Ночь еще чуть подальше прокатила над трубами. В окне над его плечом мне виден раскованный кот, он не утоплен светом, не стянут шелковыми тисками, захочет – замрет, прохлаждается, захочет – потягивается, снова идет по своим делам. Я ненавижу мелкие подробности частной жизни. Но стою как вкопанная и слушаю. Страшная тяжесть давит меня. Сдвинуться – как перетащить на себе груз столетий. В меня летят миллионы стрел. Разят злые ухмылки. Я – мне же буря и град нипочем, ну горло залепит, ну накроет волной, – я стою тут как вкопанная; как в витрине. Прыгает тигр. Языки остегивают меня, хлещут. Щелкают, щелкают, щелкают. Надо от них увильнуть, оградиться ложью. Какой от этой пагубы есть оберег? Чье бы вызвать лицо, чтобы остудить это пекло? Фамилии на чемоданных наклейках; матери, с чьих обширных коленей стекают юбки; горные долины, от которых уходят, горбатясь, горы… Спрячьте, я кричу, защитите меня, я же самая младшая, самая неприкрытая. Джинни, как чайка на гребне волны, ловко глянет на одного, на другого, скажет то, скажет это, и все искренно. А я лгу; я увиливаю.

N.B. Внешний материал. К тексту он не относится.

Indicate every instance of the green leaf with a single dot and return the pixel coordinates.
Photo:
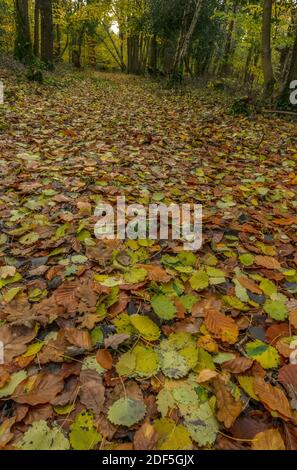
(83, 435)
(172, 436)
(29, 238)
(276, 309)
(41, 437)
(268, 287)
(145, 327)
(202, 425)
(163, 307)
(199, 280)
(135, 275)
(126, 412)
(247, 259)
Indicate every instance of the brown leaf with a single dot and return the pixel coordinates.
(238, 365)
(104, 358)
(38, 413)
(267, 262)
(5, 434)
(4, 376)
(145, 438)
(7, 271)
(288, 377)
(277, 331)
(290, 434)
(293, 318)
(92, 391)
(15, 340)
(206, 375)
(79, 338)
(273, 398)
(228, 408)
(115, 340)
(268, 440)
(250, 285)
(119, 306)
(156, 273)
(38, 389)
(54, 350)
(221, 326)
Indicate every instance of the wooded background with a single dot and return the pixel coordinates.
(253, 42)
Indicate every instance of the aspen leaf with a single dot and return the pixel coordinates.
(126, 412)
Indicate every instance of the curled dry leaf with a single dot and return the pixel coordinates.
(273, 398)
(238, 365)
(115, 340)
(79, 338)
(288, 377)
(250, 285)
(228, 408)
(92, 391)
(146, 437)
(5, 431)
(38, 389)
(15, 340)
(267, 262)
(221, 326)
(104, 358)
(268, 440)
(293, 318)
(205, 375)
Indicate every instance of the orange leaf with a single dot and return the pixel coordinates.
(250, 285)
(146, 437)
(238, 365)
(228, 408)
(38, 389)
(268, 440)
(206, 375)
(79, 338)
(293, 317)
(104, 358)
(221, 326)
(273, 398)
(267, 262)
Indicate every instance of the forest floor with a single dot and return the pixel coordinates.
(121, 344)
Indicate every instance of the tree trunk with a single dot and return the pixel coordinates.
(269, 80)
(47, 32)
(57, 48)
(23, 44)
(284, 96)
(228, 45)
(36, 27)
(185, 42)
(153, 55)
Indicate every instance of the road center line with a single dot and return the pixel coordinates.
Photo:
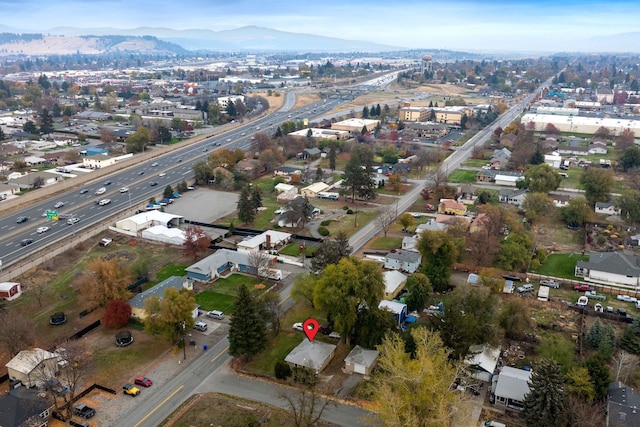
(159, 405)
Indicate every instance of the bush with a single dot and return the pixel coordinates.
(282, 370)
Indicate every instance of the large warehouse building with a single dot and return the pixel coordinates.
(579, 124)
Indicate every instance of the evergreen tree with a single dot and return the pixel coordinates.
(256, 198)
(593, 337)
(332, 158)
(544, 404)
(247, 331)
(246, 212)
(46, 122)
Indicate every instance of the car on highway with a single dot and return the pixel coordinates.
(143, 381)
(130, 389)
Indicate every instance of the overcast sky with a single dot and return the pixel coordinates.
(452, 24)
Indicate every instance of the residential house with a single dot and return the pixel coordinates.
(222, 262)
(610, 268)
(138, 310)
(312, 355)
(622, 406)
(451, 207)
(360, 361)
(311, 191)
(508, 179)
(512, 197)
(399, 310)
(25, 407)
(10, 290)
(482, 361)
(467, 193)
(33, 367)
(511, 388)
(607, 208)
(407, 261)
(559, 200)
(269, 240)
(394, 282)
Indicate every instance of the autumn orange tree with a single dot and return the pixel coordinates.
(106, 280)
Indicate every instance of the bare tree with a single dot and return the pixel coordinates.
(74, 364)
(259, 262)
(307, 406)
(386, 216)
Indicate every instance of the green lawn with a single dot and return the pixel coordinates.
(170, 270)
(462, 176)
(293, 250)
(385, 243)
(561, 265)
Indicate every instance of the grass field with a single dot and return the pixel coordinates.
(561, 265)
(463, 176)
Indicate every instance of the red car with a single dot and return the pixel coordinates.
(143, 381)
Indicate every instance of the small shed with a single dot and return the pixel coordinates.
(360, 361)
(312, 355)
(10, 290)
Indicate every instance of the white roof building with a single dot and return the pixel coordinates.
(312, 355)
(148, 219)
(393, 283)
(269, 239)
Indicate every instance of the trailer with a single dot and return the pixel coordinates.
(543, 293)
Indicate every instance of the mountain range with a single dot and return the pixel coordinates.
(244, 39)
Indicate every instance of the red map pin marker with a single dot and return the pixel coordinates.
(310, 327)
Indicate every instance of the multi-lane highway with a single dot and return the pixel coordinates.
(167, 169)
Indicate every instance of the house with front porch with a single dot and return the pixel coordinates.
(610, 268)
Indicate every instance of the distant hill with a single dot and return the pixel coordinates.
(37, 44)
(244, 39)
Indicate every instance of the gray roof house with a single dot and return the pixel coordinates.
(312, 355)
(610, 268)
(24, 407)
(622, 406)
(214, 265)
(360, 361)
(408, 261)
(138, 310)
(511, 388)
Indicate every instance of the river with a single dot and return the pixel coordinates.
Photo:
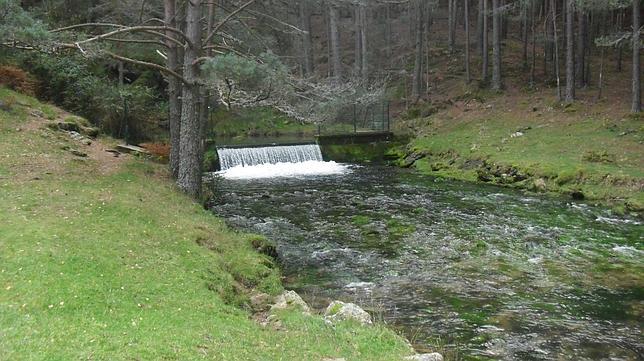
(474, 271)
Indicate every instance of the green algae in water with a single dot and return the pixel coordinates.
(487, 270)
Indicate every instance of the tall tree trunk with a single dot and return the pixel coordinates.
(307, 50)
(637, 90)
(582, 29)
(174, 90)
(451, 20)
(335, 42)
(553, 9)
(496, 46)
(548, 45)
(570, 51)
(189, 180)
(388, 34)
(418, 63)
(363, 43)
(357, 52)
(524, 35)
(534, 44)
(485, 59)
(466, 19)
(479, 28)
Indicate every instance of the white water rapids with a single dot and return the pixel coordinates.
(277, 161)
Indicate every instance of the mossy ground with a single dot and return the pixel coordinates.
(111, 262)
(589, 147)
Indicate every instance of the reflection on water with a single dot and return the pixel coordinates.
(491, 273)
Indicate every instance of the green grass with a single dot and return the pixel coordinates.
(259, 121)
(119, 265)
(600, 156)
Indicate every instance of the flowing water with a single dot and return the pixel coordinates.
(479, 272)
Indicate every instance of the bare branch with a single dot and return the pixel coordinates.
(148, 64)
(226, 19)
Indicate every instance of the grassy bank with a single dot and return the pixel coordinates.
(527, 140)
(101, 258)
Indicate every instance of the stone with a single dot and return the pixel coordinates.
(260, 302)
(37, 113)
(90, 131)
(290, 299)
(340, 311)
(540, 185)
(78, 153)
(434, 356)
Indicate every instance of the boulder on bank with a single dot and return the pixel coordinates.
(340, 311)
(290, 299)
(434, 356)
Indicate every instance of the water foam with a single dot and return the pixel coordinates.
(301, 169)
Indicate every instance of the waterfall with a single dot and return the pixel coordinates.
(276, 161)
(232, 157)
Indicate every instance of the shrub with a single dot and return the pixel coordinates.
(17, 79)
(133, 112)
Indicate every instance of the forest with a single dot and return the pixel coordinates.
(436, 179)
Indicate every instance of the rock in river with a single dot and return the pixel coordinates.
(290, 299)
(340, 311)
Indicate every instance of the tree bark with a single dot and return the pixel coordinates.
(174, 90)
(335, 42)
(466, 9)
(189, 180)
(418, 63)
(307, 51)
(580, 69)
(524, 35)
(485, 59)
(496, 46)
(451, 24)
(357, 52)
(637, 90)
(363, 43)
(553, 9)
(479, 28)
(570, 51)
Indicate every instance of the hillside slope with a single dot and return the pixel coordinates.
(101, 258)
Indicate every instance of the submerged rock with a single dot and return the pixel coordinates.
(340, 311)
(290, 299)
(434, 356)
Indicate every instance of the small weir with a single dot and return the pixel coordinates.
(275, 161)
(233, 157)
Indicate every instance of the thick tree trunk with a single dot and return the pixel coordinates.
(174, 90)
(570, 51)
(363, 43)
(533, 64)
(524, 35)
(418, 63)
(388, 34)
(451, 31)
(580, 69)
(637, 90)
(496, 45)
(466, 9)
(335, 42)
(357, 38)
(307, 50)
(479, 28)
(553, 9)
(189, 180)
(485, 59)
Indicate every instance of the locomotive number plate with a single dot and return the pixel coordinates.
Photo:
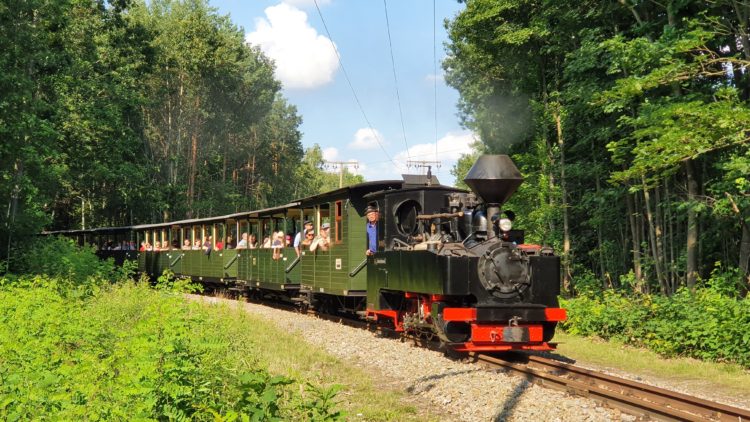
(515, 334)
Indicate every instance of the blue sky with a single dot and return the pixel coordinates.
(292, 33)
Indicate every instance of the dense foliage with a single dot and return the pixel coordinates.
(630, 123)
(73, 346)
(123, 112)
(705, 324)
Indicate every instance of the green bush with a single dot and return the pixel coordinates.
(75, 269)
(131, 352)
(705, 324)
(74, 346)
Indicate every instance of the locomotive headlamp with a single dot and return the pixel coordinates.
(505, 224)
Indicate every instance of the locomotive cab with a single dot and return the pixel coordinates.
(451, 264)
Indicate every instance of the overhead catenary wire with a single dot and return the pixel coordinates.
(354, 92)
(434, 67)
(395, 78)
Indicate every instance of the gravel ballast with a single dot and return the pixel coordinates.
(465, 391)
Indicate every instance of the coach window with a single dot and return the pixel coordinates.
(324, 215)
(254, 229)
(220, 231)
(174, 238)
(244, 228)
(267, 228)
(308, 214)
(231, 233)
(338, 226)
(280, 223)
(197, 235)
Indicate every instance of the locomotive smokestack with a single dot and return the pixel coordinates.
(494, 178)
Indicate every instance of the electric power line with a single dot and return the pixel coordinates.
(341, 166)
(395, 79)
(434, 67)
(354, 93)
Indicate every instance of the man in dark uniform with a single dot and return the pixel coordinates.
(372, 229)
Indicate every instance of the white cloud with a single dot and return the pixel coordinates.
(364, 138)
(330, 154)
(450, 148)
(306, 3)
(431, 77)
(304, 59)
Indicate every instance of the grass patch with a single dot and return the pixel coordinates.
(722, 379)
(362, 395)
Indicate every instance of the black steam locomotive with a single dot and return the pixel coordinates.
(447, 262)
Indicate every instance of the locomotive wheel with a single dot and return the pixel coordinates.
(548, 330)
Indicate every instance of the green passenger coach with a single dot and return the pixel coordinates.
(445, 261)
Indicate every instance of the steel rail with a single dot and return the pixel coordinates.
(632, 397)
(621, 393)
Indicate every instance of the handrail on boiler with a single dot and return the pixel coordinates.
(358, 268)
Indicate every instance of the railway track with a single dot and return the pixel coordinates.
(629, 396)
(620, 393)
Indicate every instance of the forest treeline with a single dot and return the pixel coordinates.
(630, 121)
(123, 112)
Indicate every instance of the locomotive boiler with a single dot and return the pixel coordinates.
(452, 265)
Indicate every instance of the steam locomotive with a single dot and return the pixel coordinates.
(448, 261)
(454, 266)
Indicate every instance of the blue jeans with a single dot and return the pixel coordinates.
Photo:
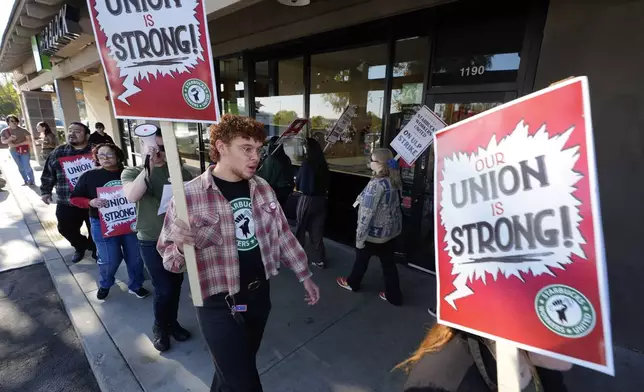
(167, 286)
(111, 251)
(22, 161)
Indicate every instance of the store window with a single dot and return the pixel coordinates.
(355, 77)
(231, 86)
(187, 136)
(279, 93)
(408, 77)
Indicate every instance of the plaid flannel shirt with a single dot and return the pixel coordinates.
(52, 174)
(215, 243)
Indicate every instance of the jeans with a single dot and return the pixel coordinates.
(234, 347)
(110, 253)
(385, 253)
(311, 214)
(167, 285)
(70, 219)
(24, 166)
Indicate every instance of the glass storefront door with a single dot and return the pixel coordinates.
(419, 225)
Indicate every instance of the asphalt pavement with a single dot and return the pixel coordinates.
(39, 349)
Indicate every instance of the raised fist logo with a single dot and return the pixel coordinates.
(243, 226)
(561, 308)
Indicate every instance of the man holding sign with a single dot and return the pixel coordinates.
(63, 168)
(113, 244)
(144, 186)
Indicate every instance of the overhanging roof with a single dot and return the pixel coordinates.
(28, 17)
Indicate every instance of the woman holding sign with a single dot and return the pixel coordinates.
(379, 223)
(109, 218)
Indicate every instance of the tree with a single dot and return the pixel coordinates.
(284, 117)
(9, 101)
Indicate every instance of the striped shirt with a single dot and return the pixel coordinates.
(216, 244)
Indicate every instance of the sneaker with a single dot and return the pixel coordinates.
(160, 338)
(342, 282)
(102, 293)
(179, 333)
(78, 256)
(140, 292)
(319, 264)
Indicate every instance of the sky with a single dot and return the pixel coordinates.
(5, 11)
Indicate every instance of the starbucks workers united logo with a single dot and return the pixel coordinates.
(196, 94)
(244, 224)
(565, 311)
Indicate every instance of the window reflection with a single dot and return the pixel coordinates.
(279, 93)
(231, 86)
(357, 77)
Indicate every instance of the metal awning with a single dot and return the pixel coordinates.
(28, 18)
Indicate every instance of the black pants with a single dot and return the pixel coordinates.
(233, 346)
(167, 285)
(385, 253)
(70, 221)
(311, 213)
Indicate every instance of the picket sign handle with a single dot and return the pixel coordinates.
(397, 157)
(508, 367)
(181, 207)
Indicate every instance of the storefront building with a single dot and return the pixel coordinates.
(276, 63)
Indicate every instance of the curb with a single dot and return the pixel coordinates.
(110, 369)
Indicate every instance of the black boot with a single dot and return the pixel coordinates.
(179, 333)
(161, 338)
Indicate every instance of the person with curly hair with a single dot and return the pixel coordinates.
(240, 236)
(111, 250)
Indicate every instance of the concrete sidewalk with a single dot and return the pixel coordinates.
(346, 343)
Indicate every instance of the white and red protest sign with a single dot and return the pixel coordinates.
(519, 244)
(417, 135)
(156, 55)
(119, 217)
(74, 166)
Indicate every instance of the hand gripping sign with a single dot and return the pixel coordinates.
(519, 246)
(119, 217)
(156, 55)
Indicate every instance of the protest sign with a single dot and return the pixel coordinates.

Когда одна, я качаю таз; я владычица моего флота, моих судов. А здесь я терзаю кисти на парчовых хозяйских шторах и вся расколота; вся разъята. Какое такое знание есть у Джинни, когда она пляшет; откуда у Сьюзен это чувство покоя, когда, тихо склоняясь под лампой, она целится белой ниткой в игольное ушко? Они говорят «Да»; они говорят «Нет»; стучат кулаком по столу. А я мямлю; дрожу, вижу, как дикий терн трясет свою тень в пустыне.
Пройду-ка я, пожалуй, будто спохватилась о чем-то, через гостиную, на балкон под маркизой. Я вижу небо, нежно-перистое от рассиявшейся вдруг луны. И еще я вижу ограду сквера и двоих, без лиц, прислоненных к небу, как статуи. Есть, значит, мир, заговоренный от перемен. Я одолела эту гостиную, прошла сквозь строй языков, щелкающих, как ножи, режущих языков, которые заставляют меня запинаться, врать заставляют, и вот вижу: лица, без черт, окутанные красотой. Влюбленная парочка пристроилась под платаном. Полицейский дозором стоит на углу. Кто-то проходит. Есть, есть, значит, мир, заговоренный от перемен. А я – я стою на цыпочках, на самой кромке огня, и обжигаюсь, и дрожу от страха, что сейчас откроется дверь и вскочит в гостиную тигр, и ни единой внятной фразы я не могу из себя выдавить. Лепечу что-то – ни складу ни ладу. Дверь отворяется, отворяется, с мысли меня сбивает. А мне же всего двадцать лет. Меня сломают. Всю жизнь будут мучить. Будут вверх-вниз подбрасывать эти мужчины и женщины со стертыми лицами, с лживыми языками, как пробку подбрасывает крутая волна. Дверь отворяется, опять меня отшвыривает, как прядь водорослей на воде. Я – пена, в белое одевающая скалы по самому краю; но еще я девушка – здесь, в этой гостиной.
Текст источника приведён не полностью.